CONTRATTO LOGISTISTICA TRASPORTO MERCI E SPEDIZIONI:
Le ragioni della piattaforma separata

D. L’ipotesi di piattaforma della Filt Cgil per il rinnovo del ccnl logistica, trasporto merci e spedizioni è la prima separata nei trasporti. Come si è arrivati a tre piattaforme?
R.  -  A lungo abbiamo lavorato unitariamente con Fit Cisl e Uiltrasporti su una piattaforma unica ma all’atto della definizione è arrivato un veto politico delle Confederazioni che volevano imporre un’integrale applicazione dell’accordo sulla contrattazione del 22 gennaio. In particolare sulla parte economica calcolando in maniera esplicita l’incremento retributivo sulla base dell’indice Ipca e di conseguenza non garantendo ai lavoratori il reale recupero del potere d’acquisto delle proprie retribuzioni.

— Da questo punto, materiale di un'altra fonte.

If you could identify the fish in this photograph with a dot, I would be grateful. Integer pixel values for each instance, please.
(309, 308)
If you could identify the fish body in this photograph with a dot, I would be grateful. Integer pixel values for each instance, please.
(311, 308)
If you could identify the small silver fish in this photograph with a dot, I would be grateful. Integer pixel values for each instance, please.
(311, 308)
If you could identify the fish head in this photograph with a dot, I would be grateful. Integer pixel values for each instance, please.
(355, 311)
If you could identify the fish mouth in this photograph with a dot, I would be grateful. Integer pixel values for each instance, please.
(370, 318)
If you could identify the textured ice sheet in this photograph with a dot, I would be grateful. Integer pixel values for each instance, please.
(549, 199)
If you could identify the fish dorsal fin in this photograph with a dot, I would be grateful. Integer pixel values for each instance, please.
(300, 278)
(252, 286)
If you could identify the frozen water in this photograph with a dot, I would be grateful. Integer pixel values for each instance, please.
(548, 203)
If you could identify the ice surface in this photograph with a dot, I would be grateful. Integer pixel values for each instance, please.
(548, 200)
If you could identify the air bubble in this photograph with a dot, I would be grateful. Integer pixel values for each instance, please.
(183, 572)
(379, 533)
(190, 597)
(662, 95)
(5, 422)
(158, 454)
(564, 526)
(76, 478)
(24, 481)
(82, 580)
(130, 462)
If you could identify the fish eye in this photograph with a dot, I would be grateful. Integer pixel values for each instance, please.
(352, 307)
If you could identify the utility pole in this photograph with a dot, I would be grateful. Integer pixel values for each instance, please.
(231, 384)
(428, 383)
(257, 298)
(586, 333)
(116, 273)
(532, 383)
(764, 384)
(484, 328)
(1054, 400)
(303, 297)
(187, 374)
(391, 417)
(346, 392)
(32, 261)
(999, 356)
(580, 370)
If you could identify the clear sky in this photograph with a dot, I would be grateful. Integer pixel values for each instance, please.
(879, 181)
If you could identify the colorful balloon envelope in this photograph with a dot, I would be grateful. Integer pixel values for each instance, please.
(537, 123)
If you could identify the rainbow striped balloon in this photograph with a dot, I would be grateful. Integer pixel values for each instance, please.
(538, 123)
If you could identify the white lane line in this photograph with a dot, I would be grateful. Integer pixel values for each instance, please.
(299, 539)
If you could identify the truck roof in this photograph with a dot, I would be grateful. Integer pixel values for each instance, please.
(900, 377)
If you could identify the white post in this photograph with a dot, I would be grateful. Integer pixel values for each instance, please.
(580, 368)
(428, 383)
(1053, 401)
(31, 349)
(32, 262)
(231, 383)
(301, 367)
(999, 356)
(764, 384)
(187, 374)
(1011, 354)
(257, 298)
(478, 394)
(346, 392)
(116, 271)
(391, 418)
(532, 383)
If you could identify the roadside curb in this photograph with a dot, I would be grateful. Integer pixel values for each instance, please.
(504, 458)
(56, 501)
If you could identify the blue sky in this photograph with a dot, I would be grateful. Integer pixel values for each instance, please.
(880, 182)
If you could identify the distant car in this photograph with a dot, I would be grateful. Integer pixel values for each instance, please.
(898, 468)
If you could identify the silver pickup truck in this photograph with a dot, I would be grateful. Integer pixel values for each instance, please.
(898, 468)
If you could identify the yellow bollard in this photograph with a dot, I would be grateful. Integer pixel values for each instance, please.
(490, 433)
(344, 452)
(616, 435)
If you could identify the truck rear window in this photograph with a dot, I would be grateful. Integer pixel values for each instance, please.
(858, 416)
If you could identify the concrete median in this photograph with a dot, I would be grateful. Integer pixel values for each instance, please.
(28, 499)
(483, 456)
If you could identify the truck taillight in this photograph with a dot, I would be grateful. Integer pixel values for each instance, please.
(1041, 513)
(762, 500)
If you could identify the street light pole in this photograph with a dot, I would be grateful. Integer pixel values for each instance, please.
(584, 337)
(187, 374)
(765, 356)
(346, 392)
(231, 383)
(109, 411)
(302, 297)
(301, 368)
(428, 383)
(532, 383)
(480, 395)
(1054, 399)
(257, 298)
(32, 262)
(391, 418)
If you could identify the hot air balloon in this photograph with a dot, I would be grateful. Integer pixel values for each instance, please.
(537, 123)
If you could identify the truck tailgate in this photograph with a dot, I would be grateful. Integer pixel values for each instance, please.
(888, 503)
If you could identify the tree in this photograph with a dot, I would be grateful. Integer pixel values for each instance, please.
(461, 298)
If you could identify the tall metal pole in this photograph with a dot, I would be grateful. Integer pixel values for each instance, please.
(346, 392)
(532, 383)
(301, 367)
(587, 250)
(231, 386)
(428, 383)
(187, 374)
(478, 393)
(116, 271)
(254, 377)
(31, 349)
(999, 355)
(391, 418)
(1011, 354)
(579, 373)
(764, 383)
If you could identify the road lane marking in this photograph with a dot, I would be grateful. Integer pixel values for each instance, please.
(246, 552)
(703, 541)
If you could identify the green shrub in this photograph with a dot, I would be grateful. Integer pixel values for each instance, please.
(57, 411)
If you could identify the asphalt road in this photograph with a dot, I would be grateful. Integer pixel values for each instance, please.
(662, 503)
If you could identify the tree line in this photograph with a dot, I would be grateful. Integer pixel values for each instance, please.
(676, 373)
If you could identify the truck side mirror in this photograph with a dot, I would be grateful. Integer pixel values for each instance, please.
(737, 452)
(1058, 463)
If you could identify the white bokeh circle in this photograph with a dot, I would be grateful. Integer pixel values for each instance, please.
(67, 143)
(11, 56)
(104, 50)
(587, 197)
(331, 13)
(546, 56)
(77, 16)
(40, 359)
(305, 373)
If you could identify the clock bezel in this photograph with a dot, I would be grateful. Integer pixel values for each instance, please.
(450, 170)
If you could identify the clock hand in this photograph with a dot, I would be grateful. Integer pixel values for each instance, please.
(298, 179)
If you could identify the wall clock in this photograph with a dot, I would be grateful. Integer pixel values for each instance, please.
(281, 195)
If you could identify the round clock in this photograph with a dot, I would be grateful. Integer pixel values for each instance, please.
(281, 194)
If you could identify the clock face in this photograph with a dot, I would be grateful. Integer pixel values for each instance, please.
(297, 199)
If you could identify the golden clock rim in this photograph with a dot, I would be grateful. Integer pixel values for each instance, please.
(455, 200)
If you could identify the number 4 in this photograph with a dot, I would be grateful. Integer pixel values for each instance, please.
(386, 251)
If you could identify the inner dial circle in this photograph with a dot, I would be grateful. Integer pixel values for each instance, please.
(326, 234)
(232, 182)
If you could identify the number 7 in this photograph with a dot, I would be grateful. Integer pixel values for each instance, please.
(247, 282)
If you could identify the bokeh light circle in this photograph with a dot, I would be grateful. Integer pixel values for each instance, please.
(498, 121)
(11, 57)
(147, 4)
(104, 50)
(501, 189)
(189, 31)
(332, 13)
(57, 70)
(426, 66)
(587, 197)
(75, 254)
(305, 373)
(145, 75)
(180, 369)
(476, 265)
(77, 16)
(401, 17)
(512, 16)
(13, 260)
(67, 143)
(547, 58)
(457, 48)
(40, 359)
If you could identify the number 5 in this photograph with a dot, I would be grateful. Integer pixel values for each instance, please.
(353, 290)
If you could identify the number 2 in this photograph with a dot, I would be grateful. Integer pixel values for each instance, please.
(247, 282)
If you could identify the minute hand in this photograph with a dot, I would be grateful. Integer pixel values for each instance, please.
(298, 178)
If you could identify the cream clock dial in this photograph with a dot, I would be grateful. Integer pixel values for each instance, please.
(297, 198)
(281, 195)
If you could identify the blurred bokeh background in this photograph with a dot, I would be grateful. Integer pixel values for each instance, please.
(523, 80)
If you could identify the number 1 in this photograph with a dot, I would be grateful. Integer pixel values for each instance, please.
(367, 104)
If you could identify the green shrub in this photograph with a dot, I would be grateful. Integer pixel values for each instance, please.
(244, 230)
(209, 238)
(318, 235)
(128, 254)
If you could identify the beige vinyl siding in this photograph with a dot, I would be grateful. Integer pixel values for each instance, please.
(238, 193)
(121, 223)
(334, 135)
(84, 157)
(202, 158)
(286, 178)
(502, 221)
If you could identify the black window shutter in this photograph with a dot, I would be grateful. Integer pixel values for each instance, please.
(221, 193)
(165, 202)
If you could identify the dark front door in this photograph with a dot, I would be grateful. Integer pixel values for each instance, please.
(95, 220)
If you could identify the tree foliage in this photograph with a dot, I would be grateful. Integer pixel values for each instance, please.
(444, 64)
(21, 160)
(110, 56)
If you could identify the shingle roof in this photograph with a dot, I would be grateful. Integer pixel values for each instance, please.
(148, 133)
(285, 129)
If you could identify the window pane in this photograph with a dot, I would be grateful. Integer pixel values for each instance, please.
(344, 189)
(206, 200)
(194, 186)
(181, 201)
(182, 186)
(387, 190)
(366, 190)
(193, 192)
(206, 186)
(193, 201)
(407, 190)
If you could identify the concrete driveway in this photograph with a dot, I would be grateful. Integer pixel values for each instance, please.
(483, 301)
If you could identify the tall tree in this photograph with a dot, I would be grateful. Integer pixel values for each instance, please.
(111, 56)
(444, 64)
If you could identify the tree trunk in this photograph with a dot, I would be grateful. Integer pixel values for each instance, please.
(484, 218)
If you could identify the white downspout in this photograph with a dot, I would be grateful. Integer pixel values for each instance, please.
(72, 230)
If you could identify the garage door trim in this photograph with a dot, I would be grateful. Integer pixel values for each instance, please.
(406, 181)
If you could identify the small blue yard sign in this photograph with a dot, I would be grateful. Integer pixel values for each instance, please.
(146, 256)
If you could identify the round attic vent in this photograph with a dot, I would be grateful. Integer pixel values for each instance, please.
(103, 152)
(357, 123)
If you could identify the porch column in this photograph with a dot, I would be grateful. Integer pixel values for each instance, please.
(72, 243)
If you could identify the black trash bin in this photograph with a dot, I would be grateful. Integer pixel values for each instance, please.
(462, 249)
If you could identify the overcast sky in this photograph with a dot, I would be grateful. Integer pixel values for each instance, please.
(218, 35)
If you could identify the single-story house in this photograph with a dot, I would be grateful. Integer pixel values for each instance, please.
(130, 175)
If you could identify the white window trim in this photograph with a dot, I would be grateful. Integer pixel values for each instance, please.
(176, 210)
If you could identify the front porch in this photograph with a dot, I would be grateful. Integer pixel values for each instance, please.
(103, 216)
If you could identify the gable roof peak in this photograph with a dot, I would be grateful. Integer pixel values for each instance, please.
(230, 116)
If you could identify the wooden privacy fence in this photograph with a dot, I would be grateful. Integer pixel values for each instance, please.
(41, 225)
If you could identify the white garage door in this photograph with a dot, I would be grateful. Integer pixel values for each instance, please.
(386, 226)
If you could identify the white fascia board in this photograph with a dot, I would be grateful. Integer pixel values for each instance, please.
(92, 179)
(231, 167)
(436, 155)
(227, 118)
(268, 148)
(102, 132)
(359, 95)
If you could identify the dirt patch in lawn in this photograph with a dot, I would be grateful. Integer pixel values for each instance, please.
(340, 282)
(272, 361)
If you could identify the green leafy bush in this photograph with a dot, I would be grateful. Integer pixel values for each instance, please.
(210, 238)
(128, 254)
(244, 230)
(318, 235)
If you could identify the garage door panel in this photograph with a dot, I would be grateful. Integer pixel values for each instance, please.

D. Al tavolo con le controparti per il rinnovo del contratto c’è il rischio che si ripeta quello che è successo con i metalmeccanici?
R.  -
Anche se non è stato possibile presentare un’unica piattaforma ci auguriamo di avviare un tavolo unitario basato sul dialogo e guidato dal buon senso e dal comune interesse per i lavoratori. Il rinnovo infatti costituisce l’occasione per riaffermare e consolidare la ricomposizione contrattuale dell’intero ciclo di movimentazione delle merci, finalizzato a un’omogeneizzazione dei diritti dei lavoratori e del costo del lavoro, con una strategia che propone un impianto di relazioni e un’impostazione per favorire la strutturazione delle imprese e l’innovazione nei processi produttivi.

D. Quale sarà il percorso della piattaforma fino all’inizio delle trattative?
R.  -
L’ipotesi di piattaforma è attualmente oggetto di consultazione tra i lavoratori nelle assemblee che si concluderanno entro novembre, mentre l’approvazione definitiva del documento avverrà l’1 e il 2 dicembre, in occasione dell’assemblea nazionale dei quadri e delegati della categoria. Successivamente la piattaforma sarà inviata alle controparti per l’avvio della trattativa.

D. Quale sono le principali richieste avanzate nella piattaforma?
R.  -
Tra i contenuti della parte normativa la piattaforma prevede per la prima volta l’introduzione della clausola sociale per la tutela dei lavoratori delle cooperative nel caso di cambio d’appalto. Nella piattaforma inoltre è avanzata una richiesta economica di 162 euro per il contratto triennale, calcolata sul reale recupero del potere d’acquisto dei salari.

D. Sono contenute delle novità rispetto ai contratti degli anni passati?
R. -
Una delle nostre rivendicazioni è il ripristino della legalità, attraverso la proposta avanzata alle controparti di un avviso comune in merito al rispetto delle regole nel settore dell’autotrasporto, legato alla sicurezza sulle strade ed autostrade. Tra gli autotrasportatori è infatti diventata prassi il mancato rispetto di tempi di guida, orari di lavoro e limiti di velocità, con riflessi negativi sulla sicurezza della circolazione viaria.